Kekhasan model kepemimpinan di abad modern
sesungguhnya telah diperlihatkan oleh Muhammad Saw 14 abad silam, sehingga
pantaslah kiranya Michael H. Hart di dalam bukunya yang berbasis riset, The
100 : A Ranking Of The Most Influential Persons in History, menempatkan
Muhammad Saw sebagai pemimpin yang paling berpengaruh, ”Most Influential
Person” sepanjang sejarah kehidupan manusia. Alasan sederhana Michael Hart
memilih Muhammad Saw, bahwa beliau mampu memadu antara spiritualitas dan
humanisme di dalam jiwa kepemimpinannya.
Alphonse de Lamartine, penulis, sastrawan
sekaligus politisi Prancis, di dalam karyanya yang berjudul Histoire De La Turquie, menulis
dan menyanjung kesempurnaan sosok Muhammad Saw. Bagi Lamartine, Muhammad Saw
adalah Filusuf, orator, rasul, legislator, prajurit, penakluk ide, pemulih dogma
rasional dari kultus, pendiri dua puluh kerajaan bumi dan satu kerajaan
spiritual. Lamartine, seorang Katolik yang taat pada gereja, melihat bahwa
sepertinya semua standar keagungan manusia yang dapat diukur ada pada Muhammad.
Bahkan Lamartine dengan nada sedikit skeptis, bertanya“apakah mungkin masih ada
manusia agung seperti Muhammad?”
Kepemimpinan nasional kita adalah persoalan
yang sangat fundamental dalam kehidupan berbangsa, dari sosok seorang Presiden,
230 juta jiwa penduduk Indonesia menggantung asa. Stephen Covey, pakar
kepemimpinan dengan konsep kepemimpinan efektif, telah mendesain sebuah model
kepemimpinan yang ia sebut sebagai The 4 Roles Of Leadership. Menurut
Covey, ada 4 fungsi kepemimpinan yang efektif, yaitu pemimpin sebagai perintis (patfinding), penyelaras (aligning), pemberdaya (empowering) dan panutan (modeling). Ke empat model ini jauh hari sebelum ditemukan Covey, telah dipraktekkan oleh Muhammad Saw.

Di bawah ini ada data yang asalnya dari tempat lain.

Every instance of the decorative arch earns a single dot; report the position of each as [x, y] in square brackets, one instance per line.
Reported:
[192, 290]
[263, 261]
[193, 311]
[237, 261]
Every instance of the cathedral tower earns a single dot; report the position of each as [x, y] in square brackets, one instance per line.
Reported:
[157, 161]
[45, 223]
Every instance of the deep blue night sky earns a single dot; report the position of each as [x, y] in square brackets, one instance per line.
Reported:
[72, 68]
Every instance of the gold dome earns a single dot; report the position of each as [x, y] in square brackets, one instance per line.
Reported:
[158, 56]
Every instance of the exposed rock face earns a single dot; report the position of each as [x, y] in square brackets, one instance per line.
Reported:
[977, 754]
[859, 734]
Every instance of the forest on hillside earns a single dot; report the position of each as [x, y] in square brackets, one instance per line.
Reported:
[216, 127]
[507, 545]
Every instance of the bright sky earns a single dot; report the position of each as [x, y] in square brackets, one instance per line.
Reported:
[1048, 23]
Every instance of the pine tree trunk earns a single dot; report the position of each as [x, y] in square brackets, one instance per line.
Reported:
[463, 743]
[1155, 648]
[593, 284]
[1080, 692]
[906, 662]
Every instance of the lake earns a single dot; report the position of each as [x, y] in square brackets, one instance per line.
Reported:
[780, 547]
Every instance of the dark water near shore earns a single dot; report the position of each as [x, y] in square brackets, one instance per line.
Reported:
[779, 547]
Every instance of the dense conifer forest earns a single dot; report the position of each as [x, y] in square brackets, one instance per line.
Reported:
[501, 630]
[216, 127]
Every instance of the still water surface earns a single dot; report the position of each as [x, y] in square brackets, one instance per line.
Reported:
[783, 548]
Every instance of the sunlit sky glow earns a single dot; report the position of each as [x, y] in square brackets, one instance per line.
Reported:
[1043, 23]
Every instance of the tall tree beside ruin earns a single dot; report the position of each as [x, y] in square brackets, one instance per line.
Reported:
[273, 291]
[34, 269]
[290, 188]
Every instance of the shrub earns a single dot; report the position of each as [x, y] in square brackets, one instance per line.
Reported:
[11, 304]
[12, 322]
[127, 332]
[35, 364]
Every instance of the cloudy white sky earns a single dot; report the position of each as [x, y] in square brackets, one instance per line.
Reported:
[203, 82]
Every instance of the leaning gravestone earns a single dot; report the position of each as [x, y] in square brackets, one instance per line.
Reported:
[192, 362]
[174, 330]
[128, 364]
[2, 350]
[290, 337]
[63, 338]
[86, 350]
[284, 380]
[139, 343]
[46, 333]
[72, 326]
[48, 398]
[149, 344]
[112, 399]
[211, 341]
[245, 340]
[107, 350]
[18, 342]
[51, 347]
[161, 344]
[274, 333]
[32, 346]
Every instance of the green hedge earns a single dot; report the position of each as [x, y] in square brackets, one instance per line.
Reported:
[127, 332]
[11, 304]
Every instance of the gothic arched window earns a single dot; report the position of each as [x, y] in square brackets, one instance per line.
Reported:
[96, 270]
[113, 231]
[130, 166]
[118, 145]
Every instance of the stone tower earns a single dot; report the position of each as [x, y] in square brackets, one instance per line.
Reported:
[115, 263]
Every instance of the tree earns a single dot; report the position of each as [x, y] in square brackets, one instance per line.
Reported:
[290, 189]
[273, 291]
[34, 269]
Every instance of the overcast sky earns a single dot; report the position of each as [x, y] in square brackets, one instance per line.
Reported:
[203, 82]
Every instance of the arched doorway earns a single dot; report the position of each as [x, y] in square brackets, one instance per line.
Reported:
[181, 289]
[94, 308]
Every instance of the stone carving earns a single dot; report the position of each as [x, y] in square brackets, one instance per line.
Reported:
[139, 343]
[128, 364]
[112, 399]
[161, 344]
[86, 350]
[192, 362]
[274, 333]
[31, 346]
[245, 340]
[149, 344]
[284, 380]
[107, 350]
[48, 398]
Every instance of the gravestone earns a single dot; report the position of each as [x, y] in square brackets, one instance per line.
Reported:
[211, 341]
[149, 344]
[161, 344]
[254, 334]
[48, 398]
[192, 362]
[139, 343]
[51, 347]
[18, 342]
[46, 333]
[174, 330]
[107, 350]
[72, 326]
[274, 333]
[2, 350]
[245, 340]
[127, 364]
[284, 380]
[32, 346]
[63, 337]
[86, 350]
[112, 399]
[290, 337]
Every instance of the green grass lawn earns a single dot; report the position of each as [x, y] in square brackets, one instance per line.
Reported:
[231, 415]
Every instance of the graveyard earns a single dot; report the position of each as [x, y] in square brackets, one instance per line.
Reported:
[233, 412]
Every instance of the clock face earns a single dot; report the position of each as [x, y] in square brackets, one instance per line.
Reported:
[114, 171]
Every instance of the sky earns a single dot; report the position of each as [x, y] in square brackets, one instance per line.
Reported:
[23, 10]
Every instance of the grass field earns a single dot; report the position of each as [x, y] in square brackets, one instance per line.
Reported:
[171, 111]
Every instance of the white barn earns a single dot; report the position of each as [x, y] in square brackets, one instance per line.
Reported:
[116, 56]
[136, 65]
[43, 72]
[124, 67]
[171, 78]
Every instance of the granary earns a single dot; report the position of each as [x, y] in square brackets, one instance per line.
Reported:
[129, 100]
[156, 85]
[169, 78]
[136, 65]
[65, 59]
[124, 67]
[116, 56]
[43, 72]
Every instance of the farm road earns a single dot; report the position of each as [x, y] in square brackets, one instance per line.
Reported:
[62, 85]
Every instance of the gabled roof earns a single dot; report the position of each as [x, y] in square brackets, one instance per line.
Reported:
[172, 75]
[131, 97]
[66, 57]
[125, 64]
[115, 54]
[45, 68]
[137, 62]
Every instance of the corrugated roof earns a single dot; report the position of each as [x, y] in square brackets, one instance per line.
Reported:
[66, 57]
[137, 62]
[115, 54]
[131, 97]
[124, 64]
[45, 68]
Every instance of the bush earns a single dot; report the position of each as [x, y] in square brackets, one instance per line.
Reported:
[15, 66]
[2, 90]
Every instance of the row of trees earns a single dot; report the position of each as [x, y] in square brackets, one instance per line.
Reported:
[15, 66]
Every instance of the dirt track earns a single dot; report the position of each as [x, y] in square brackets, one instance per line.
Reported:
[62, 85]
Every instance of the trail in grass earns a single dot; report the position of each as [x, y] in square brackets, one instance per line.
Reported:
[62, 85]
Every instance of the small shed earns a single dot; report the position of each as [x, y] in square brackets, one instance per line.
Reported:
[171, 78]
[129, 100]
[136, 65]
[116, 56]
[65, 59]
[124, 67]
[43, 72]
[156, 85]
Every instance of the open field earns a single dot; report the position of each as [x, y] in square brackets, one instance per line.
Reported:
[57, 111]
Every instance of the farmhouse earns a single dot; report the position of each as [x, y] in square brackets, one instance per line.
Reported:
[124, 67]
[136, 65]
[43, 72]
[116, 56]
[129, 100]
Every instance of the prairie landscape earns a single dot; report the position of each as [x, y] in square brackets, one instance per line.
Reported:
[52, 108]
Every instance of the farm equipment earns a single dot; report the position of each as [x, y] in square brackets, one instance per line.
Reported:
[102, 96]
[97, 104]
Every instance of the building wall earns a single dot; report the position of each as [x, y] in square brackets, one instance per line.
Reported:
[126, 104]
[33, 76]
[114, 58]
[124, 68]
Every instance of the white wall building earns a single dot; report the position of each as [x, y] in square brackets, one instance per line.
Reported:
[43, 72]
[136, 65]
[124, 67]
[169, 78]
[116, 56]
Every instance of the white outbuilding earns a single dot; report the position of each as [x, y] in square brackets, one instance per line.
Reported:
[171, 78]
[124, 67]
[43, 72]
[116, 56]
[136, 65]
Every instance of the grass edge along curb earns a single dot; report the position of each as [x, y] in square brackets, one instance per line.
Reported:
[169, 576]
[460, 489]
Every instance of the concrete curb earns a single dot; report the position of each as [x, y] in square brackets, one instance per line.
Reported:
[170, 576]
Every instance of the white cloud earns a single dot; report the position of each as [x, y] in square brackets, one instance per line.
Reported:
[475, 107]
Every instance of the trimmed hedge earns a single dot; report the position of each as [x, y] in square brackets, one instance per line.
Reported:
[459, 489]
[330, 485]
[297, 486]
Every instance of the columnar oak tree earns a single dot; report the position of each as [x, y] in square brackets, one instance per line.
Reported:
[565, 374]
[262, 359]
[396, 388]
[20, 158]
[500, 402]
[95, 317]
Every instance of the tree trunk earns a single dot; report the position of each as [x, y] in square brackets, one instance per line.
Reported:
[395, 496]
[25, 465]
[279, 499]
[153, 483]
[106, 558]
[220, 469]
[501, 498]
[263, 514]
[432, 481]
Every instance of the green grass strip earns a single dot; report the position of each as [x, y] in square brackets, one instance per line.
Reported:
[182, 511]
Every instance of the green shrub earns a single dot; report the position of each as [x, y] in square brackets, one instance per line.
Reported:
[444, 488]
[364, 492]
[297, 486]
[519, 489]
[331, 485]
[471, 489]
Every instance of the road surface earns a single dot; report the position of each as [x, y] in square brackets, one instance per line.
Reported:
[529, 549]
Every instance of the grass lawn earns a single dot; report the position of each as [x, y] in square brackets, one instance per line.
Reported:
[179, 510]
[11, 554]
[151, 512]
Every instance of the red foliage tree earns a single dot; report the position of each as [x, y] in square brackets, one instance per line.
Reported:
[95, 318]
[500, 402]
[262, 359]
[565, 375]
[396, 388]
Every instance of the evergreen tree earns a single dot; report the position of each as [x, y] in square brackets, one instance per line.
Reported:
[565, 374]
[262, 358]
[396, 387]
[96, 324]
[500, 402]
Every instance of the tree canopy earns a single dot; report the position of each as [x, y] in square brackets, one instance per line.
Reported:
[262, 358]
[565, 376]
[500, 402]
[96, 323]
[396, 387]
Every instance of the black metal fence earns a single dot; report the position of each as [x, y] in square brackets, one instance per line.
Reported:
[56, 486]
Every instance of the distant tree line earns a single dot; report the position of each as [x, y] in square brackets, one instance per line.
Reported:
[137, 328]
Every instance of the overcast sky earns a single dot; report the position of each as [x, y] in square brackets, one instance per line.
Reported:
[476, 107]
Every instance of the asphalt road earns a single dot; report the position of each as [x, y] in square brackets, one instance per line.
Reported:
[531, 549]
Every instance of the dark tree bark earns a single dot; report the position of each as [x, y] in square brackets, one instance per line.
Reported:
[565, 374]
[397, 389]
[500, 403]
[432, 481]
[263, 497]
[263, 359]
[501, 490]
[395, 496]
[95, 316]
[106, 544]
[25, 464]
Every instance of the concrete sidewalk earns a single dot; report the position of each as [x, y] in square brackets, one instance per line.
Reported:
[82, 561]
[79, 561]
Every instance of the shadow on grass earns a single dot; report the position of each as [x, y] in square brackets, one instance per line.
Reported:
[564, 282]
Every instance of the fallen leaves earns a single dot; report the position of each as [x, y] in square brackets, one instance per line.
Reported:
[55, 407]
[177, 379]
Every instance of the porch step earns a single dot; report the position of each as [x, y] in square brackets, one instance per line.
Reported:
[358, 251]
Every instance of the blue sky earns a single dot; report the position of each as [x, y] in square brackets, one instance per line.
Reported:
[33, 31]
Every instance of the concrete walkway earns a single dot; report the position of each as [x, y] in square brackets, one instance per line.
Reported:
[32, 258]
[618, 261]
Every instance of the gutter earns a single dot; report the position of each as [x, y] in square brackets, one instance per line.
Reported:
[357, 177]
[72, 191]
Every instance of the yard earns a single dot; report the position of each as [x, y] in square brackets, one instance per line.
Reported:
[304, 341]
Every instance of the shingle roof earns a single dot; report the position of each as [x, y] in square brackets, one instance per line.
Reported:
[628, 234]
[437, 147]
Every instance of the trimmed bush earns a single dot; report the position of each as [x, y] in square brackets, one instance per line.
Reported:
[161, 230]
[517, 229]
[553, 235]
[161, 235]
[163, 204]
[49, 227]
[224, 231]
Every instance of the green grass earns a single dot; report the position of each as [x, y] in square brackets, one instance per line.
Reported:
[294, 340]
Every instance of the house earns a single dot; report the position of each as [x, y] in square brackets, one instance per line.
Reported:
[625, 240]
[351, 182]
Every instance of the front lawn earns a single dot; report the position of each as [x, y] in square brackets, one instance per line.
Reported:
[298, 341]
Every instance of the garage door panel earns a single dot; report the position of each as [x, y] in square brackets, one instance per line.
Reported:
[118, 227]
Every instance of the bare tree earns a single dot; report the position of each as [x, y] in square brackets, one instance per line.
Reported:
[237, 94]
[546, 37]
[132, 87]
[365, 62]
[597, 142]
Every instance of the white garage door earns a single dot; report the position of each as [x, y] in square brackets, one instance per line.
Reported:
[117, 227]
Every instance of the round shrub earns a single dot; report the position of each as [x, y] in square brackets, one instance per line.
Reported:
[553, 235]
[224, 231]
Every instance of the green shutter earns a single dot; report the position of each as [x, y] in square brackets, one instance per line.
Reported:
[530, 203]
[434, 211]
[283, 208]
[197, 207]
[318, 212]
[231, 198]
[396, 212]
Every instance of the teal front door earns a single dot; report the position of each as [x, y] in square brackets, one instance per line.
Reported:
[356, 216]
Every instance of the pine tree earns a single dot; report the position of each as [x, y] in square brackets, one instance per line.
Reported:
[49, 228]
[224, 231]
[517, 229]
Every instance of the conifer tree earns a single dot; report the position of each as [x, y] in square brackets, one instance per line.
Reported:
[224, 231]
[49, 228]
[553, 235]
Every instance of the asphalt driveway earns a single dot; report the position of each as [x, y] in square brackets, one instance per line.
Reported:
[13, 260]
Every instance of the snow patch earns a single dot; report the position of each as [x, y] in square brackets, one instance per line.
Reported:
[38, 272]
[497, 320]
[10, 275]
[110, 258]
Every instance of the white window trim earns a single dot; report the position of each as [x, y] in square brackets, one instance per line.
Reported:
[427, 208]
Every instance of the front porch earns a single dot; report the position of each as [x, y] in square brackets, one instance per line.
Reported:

Pertama, fungsi pathfinding (perintis). Yaitu
upaya sang pemimpin memahami dan memenuhi kebutuhan utama stakeholdernya, misi
dan nilai anutan, serta visi strategis kemana arah kepeminpinan dibawa dan
bagaimana mencapainya. Pada diri Muhammad Saw, fungsi perintisan ini tegambar
dalam semangat membangun komunikasi saat beliau dan umat Islam berhijrah ke
Madinah, dan akhirnya diterima sebagai bagian dari masyarakat Madinah.
Kedua, fungsi penyelaras (aligning). Yaitu
bagaimana pemimpin mampu melakukan penyelarasan dan sinkronisasi seluruh elemen
organisasi (bangsa) agar dapat terbentuk tim kerja yang sinergis.
Perbedaan-perbedaan pendapat dapat ditanggalkan untuk menyatukan gerak mencapai
visi. Muhammad Saw mampu menyelaraskan berbagai strategi dalam menyiarkan
ajaran Islam dan membangun tatanan sosial yang baik dan modern.
Ketiga, yaitu fungsi pemberdayaan atau empowering.
Pemberdayaan ini berhubungan dengan upaya pemimpin untuk menumbuhkan lingkungan
agar setiap orang mampu berkembang dan semakin lebih baik. Seorang pemimpin
harus memahami sifat pekerjaan yang diembannya, pun dalam pendelegasian tugas,
seberapa besar otoritas yang dimiliki setiap karyawan yang dipimpinnya.
Keempat, yaitu panutan atau modeling. Seorang
pemimpin efektif memberi contoh dalam bentuk teladan bukan hanya kata, walk
the talk. Sebaik-baik pengajaran adalah dengan teladan. Ini pula yang di
ajarkan Rasulullah Saw yang turut menggali parit dan memikul batu saat terjadi
perang Khandaq, sebagaiaman dituliskan Syaikh Safiyurrahman Al Mubarakfuri di
dalam kitab Sirah Nabawiyah.
Dalam konteks kepemimpinan nasional
Indonesia, seharusnya fungsi perintis (patfinding) tercermin dari
sikap tegas seorang Presiden, dalam menegakkan hukum, memberantas korupsi dan
mafia pajak serta sederet problem kebangsaan lainnya. Pada dasarnya dalam
fungsi perintis ini, yang dibuthkan adalah keberanian (courage) dalam
mengambil langkah-langkah strategis walaupun beresiko. Keberanian ini diamini
oleh Imam Al Mawardi, sebagaimana tercatat di dalam kitabnya, Al Ahkam Al
Sulthaniyah. Disana disebutkan bahwa salah satu syarat yang harus
dimiliki seorang pemimpin adalah keberanian dan sikap gentlemen atau
kesatria. Namun sayang, yang tejadi di negeri ini adalah tebang pilih dalam
penegakan hukum, tajam kebawah namun tumpul ke atas.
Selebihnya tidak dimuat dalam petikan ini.